Doctors say a vaccine against the virus is not coming anytime soon and that the public should make sure that they remain safe, as the government has by and large failed to take concrete measures to contain the virus spread.
“Our infrastructure is already getting overwhelmed. If cases continue to rise at this rate, it will be difficult for the Covid-19 patients to get intensive care unit beds and ventilators,” said Pun, who is also a virologist. “People may start dying without getting to visit the hospital.”
Frequently asked questions about the coronavirus outbreak
UPDATED as of September 22, 2020
What is Covid-19?
Covid-19, short for coronavirus disease, is an illness caused by the coronavirus SARS-CoV-2, short for severe acute respiratory syndrome coronavirus 2. Common symptoms of the disease include fever, dry cough, fatigue, shortness of breath and breathing difficulties. In severe cases, the infection can cause pneumonia, severe acute respiratory syndrome, kidney failure and even death.
How contagious is Covid-19?
Covid-19 can spread easily from person to person, especially in enclosed spaces. The virus can travel through the air in respiratory droplets produced when a sick person breathes, talks, coughs or sneezes. As the virus can also survive on plastic and steel surfaces for up to 72 hours and on cardboard for up to 24 hours, any contact with such surfaces can also spread the virus. Symptoms take between two to 14 days to appear, during which time the carrier is believed to be contagious.
Where did the virus come from?
The virus was first identified in Wuhan, China in late December. The coronavirus is a large family of viruses that is responsible for everything from the common cold to Middle East Respiratory Syndrome (MERS) and Severe Acute Respiratory Syndrome (SARS).
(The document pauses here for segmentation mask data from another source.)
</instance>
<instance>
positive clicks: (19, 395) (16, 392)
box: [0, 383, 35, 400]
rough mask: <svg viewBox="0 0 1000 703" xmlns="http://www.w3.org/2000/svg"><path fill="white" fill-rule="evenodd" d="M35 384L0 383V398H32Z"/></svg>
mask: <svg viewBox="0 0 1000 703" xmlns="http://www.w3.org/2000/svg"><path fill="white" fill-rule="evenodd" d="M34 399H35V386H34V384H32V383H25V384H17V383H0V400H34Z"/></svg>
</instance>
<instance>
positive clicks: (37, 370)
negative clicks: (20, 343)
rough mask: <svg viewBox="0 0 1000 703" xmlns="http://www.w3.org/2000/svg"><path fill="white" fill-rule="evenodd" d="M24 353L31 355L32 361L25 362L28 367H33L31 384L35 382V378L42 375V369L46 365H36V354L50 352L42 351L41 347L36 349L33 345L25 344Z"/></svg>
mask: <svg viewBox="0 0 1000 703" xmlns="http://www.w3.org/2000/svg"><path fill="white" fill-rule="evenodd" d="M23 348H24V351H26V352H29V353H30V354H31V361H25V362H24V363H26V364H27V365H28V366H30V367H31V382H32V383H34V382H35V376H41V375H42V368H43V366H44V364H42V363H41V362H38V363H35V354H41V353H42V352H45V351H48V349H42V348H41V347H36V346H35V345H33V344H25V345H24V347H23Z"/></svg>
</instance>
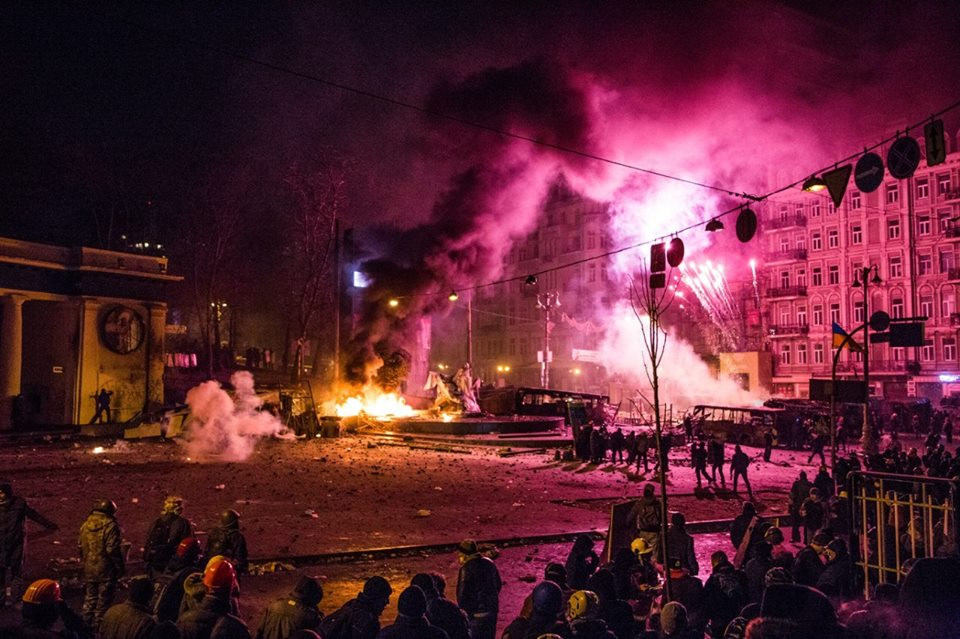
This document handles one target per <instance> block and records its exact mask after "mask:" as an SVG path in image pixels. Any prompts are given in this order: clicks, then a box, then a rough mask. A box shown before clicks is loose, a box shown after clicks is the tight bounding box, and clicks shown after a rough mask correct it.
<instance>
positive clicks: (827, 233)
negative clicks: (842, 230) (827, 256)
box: [827, 229, 840, 248]
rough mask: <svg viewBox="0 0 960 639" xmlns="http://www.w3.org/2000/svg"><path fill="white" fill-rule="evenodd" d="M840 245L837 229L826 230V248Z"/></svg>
mask: <svg viewBox="0 0 960 639" xmlns="http://www.w3.org/2000/svg"><path fill="white" fill-rule="evenodd" d="M839 246H840V233H839V232H838V231H837V229H830V230H829V231H827V248H837V247H839Z"/></svg>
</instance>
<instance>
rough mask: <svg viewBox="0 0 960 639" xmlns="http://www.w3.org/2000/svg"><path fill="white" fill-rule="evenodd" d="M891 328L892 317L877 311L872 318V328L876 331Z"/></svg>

After an initial outbreak in Wuhan that spread across Hubei province, eventually infecting over 80,000 and killing more than 3,000, new infection rates in mainland China have dropped. However, the disease has since spread across the world at an alarming rate.
What is the current status of Covid-19?
The World Health Organisation has called the ongoing outbreak a “pandemic” and urged countries across the world to take precautionary measures. Covid-19 has spread to 213 countries and territories around the world and infected more than 31,405,983 people with 967,505 deaths and 22,990,260 recoveries. In South Asia, India has reported the highest number of infections at 5,557,573 with 88,943 deaths. While Pakistan has reported 306,304 confirmed cases with 6,420 deaths. Nepal has so far reported 65,276 cases with 427 deaths.
How dangerous is the disease?
The mortality rate for Covid-19 is estimated to be 3.6 percent, but new studies have put the rate slightly higher at 5.7 percent. Although Covid-19 is not too dangerous to young healthy people, older individuals and those with immune-compromised systems are at greater risk of death. People with chronic medical conditions like heart disease, diabetes and lung disease, or those who’ve recently undergone serious medical procedures, are also at risk.
How do I keep myself safe?
The WHO advises that the most important thing you can do is wash your hands frequently with soap and water for at least 20 seconds or use hand sanitizers with at least 60 percent alcohol content. Avoid touching your eyes, nose and mouth with unclean hands. Clean and disinfect frequently used surfaces like your computers and phones. Avoid large crowds of people. Seek medical attention if symptoms persist for longer than a few days.
Is it time to panic?
No. The government has imposed a lockdown to limit the spread of the virus. There is no need to begin stockpiling food, cooking gas or hand sanitizers. However, it is always prudent to take sensible precautions like the ones identified above.